L’espérance de vie est un grand marqueur de nos sociétés modernes ; c’est une fonction, au sens mathématique du terme, qui dépend de la mortalité du moment. Pour s’en convaincre, il suffit de regarder une courbe : l’espérance de vie des nouveau-nés en 1895 était largement supérieure à celle de ceux nés en 1915, et pourtant, la réalité fut l’inverse. Ce qui peut faire varier légèrement cette espérance de vie, c’est une amélioration ou une diminution des conditions de vie, ou rapidement, c’est un accident, qui, s’il est unique donne des résultats contradictoires à long terme. Peste, guerre, de nos jours, la grande crainte est la grippe.

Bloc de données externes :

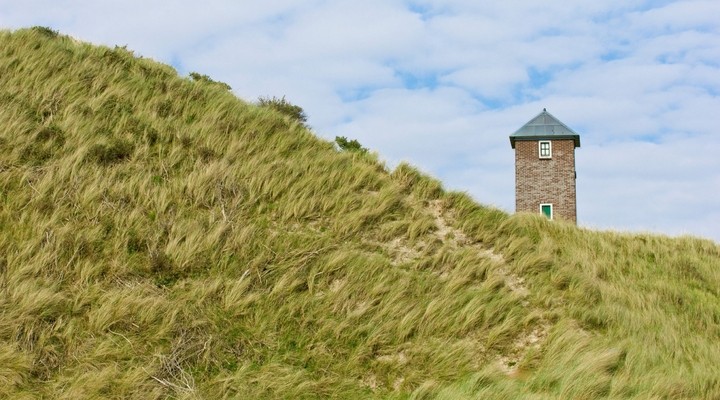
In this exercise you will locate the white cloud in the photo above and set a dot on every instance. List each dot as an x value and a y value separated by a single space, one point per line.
443 84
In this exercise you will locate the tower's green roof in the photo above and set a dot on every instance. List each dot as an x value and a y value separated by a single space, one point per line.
544 126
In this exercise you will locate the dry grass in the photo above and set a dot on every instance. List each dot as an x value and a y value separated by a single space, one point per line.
160 238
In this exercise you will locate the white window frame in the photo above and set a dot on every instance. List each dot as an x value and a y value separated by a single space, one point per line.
551 209
540 143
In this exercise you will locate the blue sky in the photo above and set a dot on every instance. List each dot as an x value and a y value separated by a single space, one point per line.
442 84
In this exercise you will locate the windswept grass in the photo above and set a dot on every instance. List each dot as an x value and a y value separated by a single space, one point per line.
160 238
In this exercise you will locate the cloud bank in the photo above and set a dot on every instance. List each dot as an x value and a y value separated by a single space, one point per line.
443 85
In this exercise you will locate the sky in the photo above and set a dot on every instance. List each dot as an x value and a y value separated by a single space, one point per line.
442 84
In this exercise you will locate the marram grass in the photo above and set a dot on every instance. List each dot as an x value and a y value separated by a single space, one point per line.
160 238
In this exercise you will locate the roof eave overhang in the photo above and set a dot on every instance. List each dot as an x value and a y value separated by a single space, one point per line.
574 138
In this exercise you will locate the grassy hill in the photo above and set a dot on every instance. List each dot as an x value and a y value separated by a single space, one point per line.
161 238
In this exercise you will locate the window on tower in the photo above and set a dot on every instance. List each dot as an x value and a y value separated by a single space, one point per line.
545 149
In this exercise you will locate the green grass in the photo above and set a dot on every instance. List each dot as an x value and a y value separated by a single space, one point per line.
160 238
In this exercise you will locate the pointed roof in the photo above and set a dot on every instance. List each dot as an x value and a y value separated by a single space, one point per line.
544 126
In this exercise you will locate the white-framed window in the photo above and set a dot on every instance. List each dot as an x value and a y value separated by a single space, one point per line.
546 210
545 149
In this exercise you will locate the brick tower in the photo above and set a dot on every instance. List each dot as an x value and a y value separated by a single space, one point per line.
545 167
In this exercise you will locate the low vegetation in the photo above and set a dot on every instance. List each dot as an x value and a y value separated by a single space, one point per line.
160 238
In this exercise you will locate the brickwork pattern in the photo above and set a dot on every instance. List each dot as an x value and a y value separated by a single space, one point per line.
539 181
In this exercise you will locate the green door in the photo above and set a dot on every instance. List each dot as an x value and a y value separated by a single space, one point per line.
546 209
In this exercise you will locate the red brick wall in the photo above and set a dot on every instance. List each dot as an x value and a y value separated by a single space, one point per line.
539 181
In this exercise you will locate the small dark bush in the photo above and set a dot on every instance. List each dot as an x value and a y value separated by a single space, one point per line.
198 77
206 154
349 145
45 31
284 107
114 152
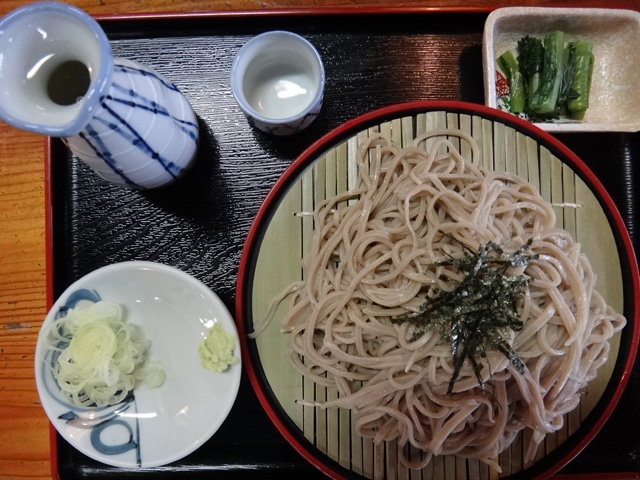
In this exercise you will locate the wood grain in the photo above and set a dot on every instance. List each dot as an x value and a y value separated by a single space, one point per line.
24 429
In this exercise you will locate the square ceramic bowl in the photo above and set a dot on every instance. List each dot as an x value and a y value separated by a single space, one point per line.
614 100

Revenons à Ladapeyre ; la surmortalité a touché les moins de 10 ans, et la tranche 20 à 30 ans. Pas les seniors dont aucun n’est mort à ce moment, et qui représentent quand même 20 % de la population des plus de 20 ans. On retrouve plusieurs membres de la même famille en même temps, mais pas dans le même hameau. Ça fait quand même bien phénomène épidémique, plutôt grippe, les gastro-entérites entraînant surtout une mortalité infantile, ou généralisée. Le plus étonnant est la comparaison de la mortalité annuelle en ce seul lieu, avec les années contiguës… 55 en 1724, 58 en 1725 et 53 en 1726, donc aucune différence significative comme si la mortalité dans une population était une constante sauf accident ou modification du milieu. La superposition des trois courbes de la mortalité par âge de 1724/1725/1726 montre une étonnante superposition, sauf un « pseudo-accident » infectieux chez les 20 à 30 ans en 1725, sans conséquence sur le taux de mortalité annuelle.

Nos sociétés actuelles n’acceptent plus la mort. Lorsqu’elle arrive de façon non contrôlée, elle provoque la panique. La peste, la grippe des canards sont les symptômes d’une mauvaise hygiène, de la vie dans un univers concentrationnaire. La crainte de la grippe H1N1 fut la première alerte des politiques actuels face au risque de ce fléau qui est la surpopulation humaine des villes. La grippe de cette année suit sans doute le modèle du « pseudo-accident » de 1725, mais elle sème la panique et cette panique permet aux défenseurs comme aux détracteurs de la vaccination de développer leurs arguments et d’embrouiller un peu plus la population, il suffit d’écouter aux portes, sur les marchés par exemple. Cette panique des politiques met à mal toute politique qui puisse être suivie par la population. Pourquoi dire que la vaccination est inutile à partir d’aujourd’hui maintenant que l’on est en pic d’épidémie ? Être vacciné 3 jours avant contamination ne peut-il pas favoriser une grippe moins grave par stimulation plus précoce du système immunitaire ? Qu’on me montre une étude qui prouve le contraire, sur des cas qui sont, de toute façon, exceptionnels. N’est-ce pas plutôt le symptôme de la peur d’un procès au cas où un cas grave survienne après vaccination ? Ou parce que les stocks sont épuisés ? Et qu’il faille se débiner…

Les politiques reviennent quand même à un peu de bon sens, faute de grives, on mange des merles ; il en est pour preuve, cette année, la surabondance en cette période de grippe, des messages publicitaires rappelant certaines règles de base de l’hygiène. C’est quand même cela, plus que la médecine médicamenteuse qui a permis l’amélioration de la courbe d’espérance de vie. Il faudrait qu’ils s’en souviennent aussi à propos de ce l’on pourrait appeler l’hygiène alimentaire, son absence risquant d’être le pire fléau de tous les temps.